In a letter to U.S. District Court Judge Laura Taylor Swain from U.S. Attorney Preet Bharara, the EPA stated the agency has not been able to finish consultations with the Fish and Wildlife Service and the National Marine Fisheries Service under the Endangered Species Act.
The delay is the seventh since the 2004 Phase II Cooling Water Intake Structure rules were suspended in July 2007 in response to the U.S. Second Circuit Court of Appeals decision in Riverkeeper Inc. v. EPA. The EPA stated it would not meet its previous deadline of Jan. 14 because the agency was still in discussions with the involved parties, and the settlement agreement was amended to reflect the April 17 deadline. The EPA stated at that time it expected to conclude the consultations in advance of April 17 and did not intend to seek a further extension, but realized additional time would be needed because of the complexity of interagency consultations, according to the letter to Swain.

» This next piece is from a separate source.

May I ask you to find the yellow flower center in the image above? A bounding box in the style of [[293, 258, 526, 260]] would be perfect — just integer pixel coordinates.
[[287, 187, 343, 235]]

The EPA stated it has conferred with the other agencies and expects to receive a final, joint biological opinion in time for EPA Administrator Gina McCarthy to sign a notice of her final decision regarding the issuance of requirements implementing section 316(b) for publication in the Federal Register on May 16.
The letter to Swain states the EPA contacted Riverkeeper’s counsel on April 14 and has asked Riverkeeper to consider amending the settlement agreement to extend the deadline or another alternative to recommencing litigation on the matter.
The court had scheduled a conference between the parties on April 23 in the event the agency did not complete the rulemaking process before April 17.